The typically constructed home built to code in Cincinnati and the rest of Ohio prior to 2013 has done a poor job addressing these areas. Up until earlier this year, Ohio was using a building code based on the 2003 energy code. Though the residential energy code has been updated 3 times, (2006,2009,2013) earlier this year Ohio became a late adopter of a modified version of the 2009 energy code. The 2009 code addresses most of the issues we will point out.
1) Rooms built above an unconditioned garage. Often referred to as bonus rooms.
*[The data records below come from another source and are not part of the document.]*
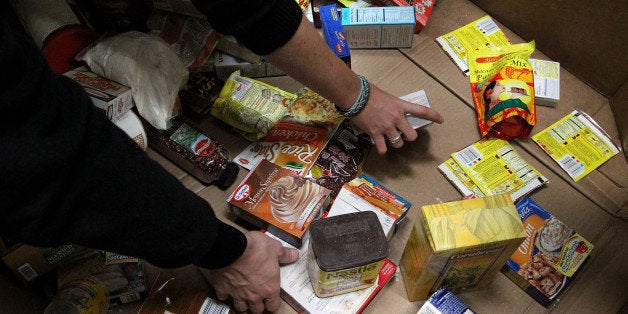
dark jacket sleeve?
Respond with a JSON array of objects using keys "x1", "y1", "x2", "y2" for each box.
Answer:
[
  {"x1": 191, "y1": 0, "x2": 303, "y2": 55},
  {"x1": 0, "y1": 25, "x2": 246, "y2": 270}
]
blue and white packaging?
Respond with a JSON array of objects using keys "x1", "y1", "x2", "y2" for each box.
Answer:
[
  {"x1": 417, "y1": 288, "x2": 476, "y2": 314},
  {"x1": 341, "y1": 6, "x2": 415, "y2": 48},
  {"x1": 320, "y1": 4, "x2": 351, "y2": 67}
]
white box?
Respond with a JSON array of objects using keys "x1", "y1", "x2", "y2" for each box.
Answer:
[
  {"x1": 341, "y1": 6, "x2": 415, "y2": 48},
  {"x1": 530, "y1": 58, "x2": 560, "y2": 107},
  {"x1": 63, "y1": 66, "x2": 134, "y2": 120}
]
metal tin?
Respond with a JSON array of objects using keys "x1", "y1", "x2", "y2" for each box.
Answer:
[{"x1": 307, "y1": 211, "x2": 388, "y2": 297}]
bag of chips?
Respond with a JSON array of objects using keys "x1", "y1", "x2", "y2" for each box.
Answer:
[{"x1": 469, "y1": 41, "x2": 536, "y2": 140}]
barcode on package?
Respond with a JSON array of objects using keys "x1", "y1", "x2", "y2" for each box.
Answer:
[
  {"x1": 17, "y1": 263, "x2": 38, "y2": 281},
  {"x1": 558, "y1": 155, "x2": 585, "y2": 179},
  {"x1": 476, "y1": 17, "x2": 499, "y2": 35},
  {"x1": 199, "y1": 298, "x2": 231, "y2": 314},
  {"x1": 455, "y1": 146, "x2": 482, "y2": 166}
]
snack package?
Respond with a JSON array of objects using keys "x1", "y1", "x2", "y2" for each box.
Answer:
[
  {"x1": 468, "y1": 41, "x2": 537, "y2": 140},
  {"x1": 211, "y1": 71, "x2": 296, "y2": 141}
]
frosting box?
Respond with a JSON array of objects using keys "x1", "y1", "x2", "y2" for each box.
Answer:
[{"x1": 227, "y1": 159, "x2": 332, "y2": 247}]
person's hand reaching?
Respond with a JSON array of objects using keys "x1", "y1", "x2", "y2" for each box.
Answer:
[
  {"x1": 351, "y1": 85, "x2": 444, "y2": 154},
  {"x1": 204, "y1": 230, "x2": 299, "y2": 313}
]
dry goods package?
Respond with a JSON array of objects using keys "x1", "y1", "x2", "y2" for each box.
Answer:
[
  {"x1": 211, "y1": 71, "x2": 296, "y2": 141},
  {"x1": 468, "y1": 41, "x2": 537, "y2": 140}
]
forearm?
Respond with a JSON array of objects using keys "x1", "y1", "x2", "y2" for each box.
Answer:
[{"x1": 262, "y1": 15, "x2": 361, "y2": 111}]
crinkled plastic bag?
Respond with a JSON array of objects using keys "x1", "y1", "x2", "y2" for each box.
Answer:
[
  {"x1": 469, "y1": 41, "x2": 536, "y2": 140},
  {"x1": 78, "y1": 31, "x2": 188, "y2": 130}
]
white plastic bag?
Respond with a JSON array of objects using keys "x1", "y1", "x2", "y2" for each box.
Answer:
[{"x1": 78, "y1": 31, "x2": 188, "y2": 130}]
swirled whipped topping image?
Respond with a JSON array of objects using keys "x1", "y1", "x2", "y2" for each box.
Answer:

These spaces have many elements working against them. If special care in not given to make sure they are sealed, insulated and conditioned properly, they are eternally problematic in terms of comfort and energy efficiency. This article written by Building Scientist Dr. Allison Bailes,of Energy Vanguard, entitled “Does Your Bonus Room Need More Air Conditioning” ,gives an explanation of the problems and solutions associated with bonus rooms.
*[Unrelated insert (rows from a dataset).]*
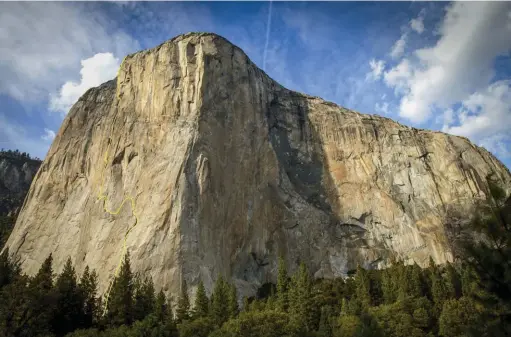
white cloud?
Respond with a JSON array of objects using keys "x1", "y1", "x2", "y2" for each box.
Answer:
[
  {"x1": 49, "y1": 53, "x2": 120, "y2": 114},
  {"x1": 41, "y1": 128, "x2": 56, "y2": 142},
  {"x1": 375, "y1": 102, "x2": 390, "y2": 115},
  {"x1": 390, "y1": 33, "x2": 407, "y2": 59},
  {"x1": 445, "y1": 80, "x2": 511, "y2": 140},
  {"x1": 383, "y1": 59, "x2": 411, "y2": 94},
  {"x1": 410, "y1": 15, "x2": 425, "y2": 34},
  {"x1": 367, "y1": 59, "x2": 385, "y2": 81},
  {"x1": 0, "y1": 2, "x2": 139, "y2": 102},
  {"x1": 382, "y1": 2, "x2": 511, "y2": 124}
]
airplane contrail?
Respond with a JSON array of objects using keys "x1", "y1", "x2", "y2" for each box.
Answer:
[{"x1": 263, "y1": 0, "x2": 273, "y2": 71}]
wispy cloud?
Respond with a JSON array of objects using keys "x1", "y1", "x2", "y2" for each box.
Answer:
[
  {"x1": 0, "y1": 2, "x2": 139, "y2": 103},
  {"x1": 41, "y1": 128, "x2": 56, "y2": 142},
  {"x1": 376, "y1": 2, "x2": 511, "y2": 158}
]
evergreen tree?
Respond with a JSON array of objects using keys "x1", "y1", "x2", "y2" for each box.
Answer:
[
  {"x1": 210, "y1": 275, "x2": 229, "y2": 326},
  {"x1": 227, "y1": 283, "x2": 239, "y2": 318},
  {"x1": 445, "y1": 263, "x2": 462, "y2": 299},
  {"x1": 52, "y1": 257, "x2": 84, "y2": 336},
  {"x1": 23, "y1": 254, "x2": 57, "y2": 336},
  {"x1": 0, "y1": 273, "x2": 31, "y2": 336},
  {"x1": 276, "y1": 256, "x2": 289, "y2": 312},
  {"x1": 288, "y1": 262, "x2": 312, "y2": 332},
  {"x1": 428, "y1": 259, "x2": 451, "y2": 314},
  {"x1": 354, "y1": 265, "x2": 372, "y2": 307},
  {"x1": 176, "y1": 279, "x2": 190, "y2": 323},
  {"x1": 106, "y1": 252, "x2": 134, "y2": 327},
  {"x1": 317, "y1": 305, "x2": 333, "y2": 337},
  {"x1": 457, "y1": 179, "x2": 511, "y2": 334},
  {"x1": 79, "y1": 266, "x2": 99, "y2": 329},
  {"x1": 381, "y1": 267, "x2": 398, "y2": 304},
  {"x1": 407, "y1": 264, "x2": 425, "y2": 299},
  {"x1": 133, "y1": 275, "x2": 156, "y2": 322},
  {"x1": 439, "y1": 297, "x2": 482, "y2": 336},
  {"x1": 0, "y1": 248, "x2": 20, "y2": 289},
  {"x1": 193, "y1": 280, "x2": 209, "y2": 318}
]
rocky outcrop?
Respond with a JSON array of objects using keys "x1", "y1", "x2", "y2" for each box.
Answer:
[
  {"x1": 3, "y1": 33, "x2": 511, "y2": 299},
  {"x1": 0, "y1": 152, "x2": 41, "y2": 216}
]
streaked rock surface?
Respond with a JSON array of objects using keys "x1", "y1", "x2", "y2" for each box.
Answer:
[{"x1": 4, "y1": 33, "x2": 511, "y2": 298}]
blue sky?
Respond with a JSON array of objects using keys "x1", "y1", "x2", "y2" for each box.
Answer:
[{"x1": 0, "y1": 2, "x2": 510, "y2": 169}]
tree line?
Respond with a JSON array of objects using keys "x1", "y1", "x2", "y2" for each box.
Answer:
[
  {"x1": 0, "y1": 149, "x2": 41, "y2": 162},
  {"x1": 0, "y1": 180, "x2": 509, "y2": 337}
]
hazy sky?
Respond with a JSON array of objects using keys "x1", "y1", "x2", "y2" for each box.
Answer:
[{"x1": 0, "y1": 1, "x2": 510, "y2": 168}]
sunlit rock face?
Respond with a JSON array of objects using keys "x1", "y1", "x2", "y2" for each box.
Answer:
[{"x1": 4, "y1": 32, "x2": 511, "y2": 299}]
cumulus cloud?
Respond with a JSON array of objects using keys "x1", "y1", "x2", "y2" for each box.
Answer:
[
  {"x1": 41, "y1": 128, "x2": 56, "y2": 141},
  {"x1": 49, "y1": 53, "x2": 120, "y2": 114},
  {"x1": 381, "y1": 2, "x2": 511, "y2": 124},
  {"x1": 445, "y1": 80, "x2": 511, "y2": 139},
  {"x1": 0, "y1": 2, "x2": 139, "y2": 102}
]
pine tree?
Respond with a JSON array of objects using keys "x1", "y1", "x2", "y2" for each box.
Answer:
[
  {"x1": 193, "y1": 280, "x2": 209, "y2": 318},
  {"x1": 430, "y1": 267, "x2": 450, "y2": 314},
  {"x1": 52, "y1": 257, "x2": 84, "y2": 336},
  {"x1": 0, "y1": 248, "x2": 20, "y2": 289},
  {"x1": 79, "y1": 265, "x2": 99, "y2": 329},
  {"x1": 106, "y1": 252, "x2": 134, "y2": 327},
  {"x1": 288, "y1": 262, "x2": 312, "y2": 332},
  {"x1": 133, "y1": 275, "x2": 156, "y2": 322},
  {"x1": 276, "y1": 256, "x2": 289, "y2": 312},
  {"x1": 227, "y1": 283, "x2": 239, "y2": 318},
  {"x1": 154, "y1": 290, "x2": 169, "y2": 322},
  {"x1": 176, "y1": 280, "x2": 190, "y2": 323},
  {"x1": 210, "y1": 275, "x2": 229, "y2": 326},
  {"x1": 445, "y1": 263, "x2": 462, "y2": 299},
  {"x1": 317, "y1": 305, "x2": 333, "y2": 337},
  {"x1": 381, "y1": 267, "x2": 398, "y2": 304},
  {"x1": 24, "y1": 254, "x2": 56, "y2": 336},
  {"x1": 354, "y1": 265, "x2": 371, "y2": 307}
]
2) Unsealed and/or uninsulated ductwork in attics or crawlspaces.
According to the Department of Energy ductwork in unconditioned buffer zones that hasn’t been professionally insulated and sealed can lose between 25-40% of heating and cooling energy that pass through them. Rooms that are directly supplied by ductwork in these areas, especially the attic, will be very hard to keep comfortable. This will also cause your home to use a lot more energy than it should to heat and cool. This link to a Department of Energy document entitled“Better Duct Systems For Home Heating and Cooling”, gives a thorough explanation of ductwork locations, effects and solutions.
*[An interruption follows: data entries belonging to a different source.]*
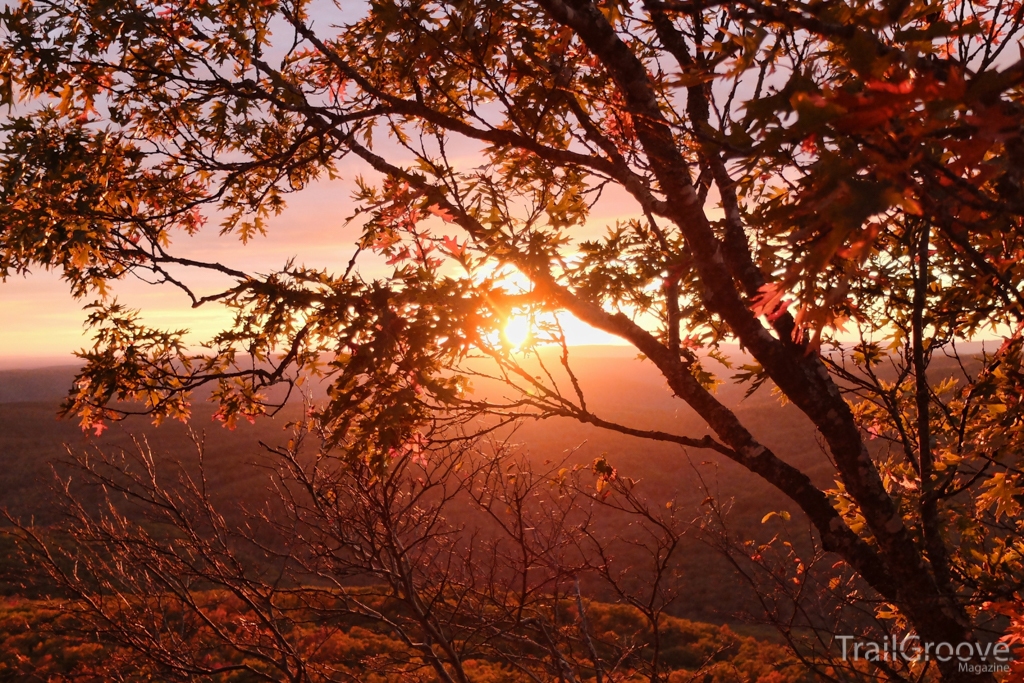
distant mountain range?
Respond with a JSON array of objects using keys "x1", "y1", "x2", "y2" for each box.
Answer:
[{"x1": 0, "y1": 365, "x2": 80, "y2": 404}]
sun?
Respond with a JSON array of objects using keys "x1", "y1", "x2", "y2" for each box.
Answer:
[{"x1": 503, "y1": 315, "x2": 532, "y2": 350}]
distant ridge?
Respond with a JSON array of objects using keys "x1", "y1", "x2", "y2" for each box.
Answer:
[
  {"x1": 0, "y1": 356, "x2": 79, "y2": 371},
  {"x1": 0, "y1": 365, "x2": 79, "y2": 404},
  {"x1": 0, "y1": 346, "x2": 644, "y2": 406},
  {"x1": 0, "y1": 340, "x2": 995, "y2": 406}
]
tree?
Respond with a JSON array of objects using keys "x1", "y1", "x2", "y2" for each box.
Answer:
[
  {"x1": 8, "y1": 425, "x2": 725, "y2": 682},
  {"x1": 8, "y1": 417, "x2": 818, "y2": 682},
  {"x1": 1, "y1": 0, "x2": 1023, "y2": 680}
]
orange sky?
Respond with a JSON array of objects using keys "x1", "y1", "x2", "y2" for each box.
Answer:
[{"x1": 0, "y1": 168, "x2": 635, "y2": 368}]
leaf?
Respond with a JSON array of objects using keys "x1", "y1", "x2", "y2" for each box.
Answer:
[
  {"x1": 761, "y1": 510, "x2": 791, "y2": 523},
  {"x1": 441, "y1": 235, "x2": 465, "y2": 258},
  {"x1": 978, "y1": 473, "x2": 1023, "y2": 521},
  {"x1": 427, "y1": 204, "x2": 454, "y2": 222},
  {"x1": 386, "y1": 246, "x2": 411, "y2": 265}
]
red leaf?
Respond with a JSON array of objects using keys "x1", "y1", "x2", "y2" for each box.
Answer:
[
  {"x1": 386, "y1": 246, "x2": 411, "y2": 265},
  {"x1": 441, "y1": 235, "x2": 465, "y2": 258}
]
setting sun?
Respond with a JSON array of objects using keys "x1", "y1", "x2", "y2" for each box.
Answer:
[{"x1": 503, "y1": 315, "x2": 532, "y2": 350}]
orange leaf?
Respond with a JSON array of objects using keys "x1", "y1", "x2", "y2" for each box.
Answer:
[{"x1": 427, "y1": 204, "x2": 454, "y2": 223}]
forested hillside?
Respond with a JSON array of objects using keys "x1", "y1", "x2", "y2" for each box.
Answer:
[
  {"x1": 0, "y1": 592, "x2": 812, "y2": 682},
  {"x1": 0, "y1": 349, "x2": 826, "y2": 623}
]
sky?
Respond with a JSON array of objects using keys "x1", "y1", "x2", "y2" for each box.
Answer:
[
  {"x1": 0, "y1": 158, "x2": 636, "y2": 369},
  {"x1": 0, "y1": 0, "x2": 816, "y2": 369},
  {"x1": 0, "y1": 0, "x2": 777, "y2": 369}
]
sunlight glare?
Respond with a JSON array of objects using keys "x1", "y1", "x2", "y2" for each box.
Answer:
[{"x1": 503, "y1": 315, "x2": 532, "y2": 350}]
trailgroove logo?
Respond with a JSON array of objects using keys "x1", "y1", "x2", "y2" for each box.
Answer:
[{"x1": 836, "y1": 635, "x2": 1012, "y2": 673}]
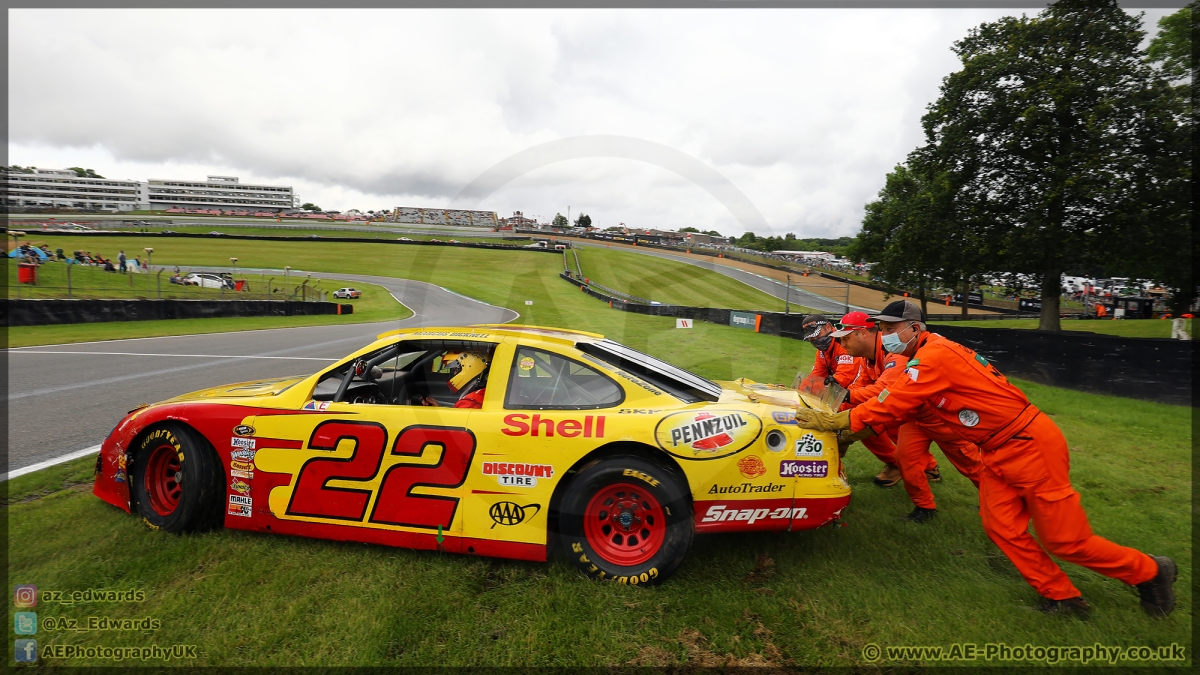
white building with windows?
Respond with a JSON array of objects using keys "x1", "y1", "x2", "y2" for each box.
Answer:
[
  {"x1": 2, "y1": 169, "x2": 295, "y2": 212},
  {"x1": 2, "y1": 168, "x2": 143, "y2": 211},
  {"x1": 145, "y1": 175, "x2": 294, "y2": 211}
]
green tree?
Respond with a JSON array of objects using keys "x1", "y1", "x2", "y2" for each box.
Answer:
[
  {"x1": 301, "y1": 203, "x2": 321, "y2": 211},
  {"x1": 1146, "y1": 3, "x2": 1193, "y2": 82},
  {"x1": 574, "y1": 213, "x2": 592, "y2": 228},
  {"x1": 68, "y1": 167, "x2": 104, "y2": 178},
  {"x1": 678, "y1": 226, "x2": 700, "y2": 233},
  {"x1": 552, "y1": 213, "x2": 569, "y2": 228},
  {"x1": 923, "y1": 0, "x2": 1164, "y2": 330}
]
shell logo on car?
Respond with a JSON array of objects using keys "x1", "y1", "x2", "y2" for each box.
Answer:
[{"x1": 92, "y1": 324, "x2": 849, "y2": 587}]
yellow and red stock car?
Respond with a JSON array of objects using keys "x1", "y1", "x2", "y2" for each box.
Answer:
[{"x1": 94, "y1": 325, "x2": 851, "y2": 585}]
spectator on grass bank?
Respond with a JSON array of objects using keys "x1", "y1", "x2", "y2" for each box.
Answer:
[{"x1": 118, "y1": 250, "x2": 127, "y2": 273}]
3) Large amounts of recessed lighting.
This is usually a 2 for one. First off there is the issue of inefficient lighting. Although the very efficient compact florescent lighting (squiggly bulb) has become very common place, recessed lighting is the fixtures we see them used least in. Many people tell us they do not produce the desired lighting for those types of fixtures. So you end up having anywhere from 10 to 50 sometimes more 40-75 watt incandescent bulbs being used. The second part of this is the fact that recessed lighting next to an attic or vaulted ceiling space is a passage for conditioned air to leave your home and unconditioned unhealthy air can enter. Even when air tight type recessed fixtures have been installed, unless special care has been taken to seal them correctly they still allow for unwanted air exchange with unconditioned areas. This can lead to various comfort issues as well as energy loss. LED lighting has come a long way and can supply just about any kind of light desired with a fraction of the wattage. (8W LED=40W incandescent) When retrofitted to an existing fixture a secondary beauty ring will allow them to be sealed properly to eliminate unwanted air exchange. For more on the benefits read,“Recessed Lights can Dim Energy Efficiency”
All of these things and more are evaluated when you have a home energy audit or home energy assessment performed on your home. A home energy audit includes air leakage testing using a blower door, and duct leakage testing using a duct blaster of ductwork located in attics and crawlspaces. Energy modeling is used to tell you how much money and energy usage you will save by doing things like replacing inefficient lighting.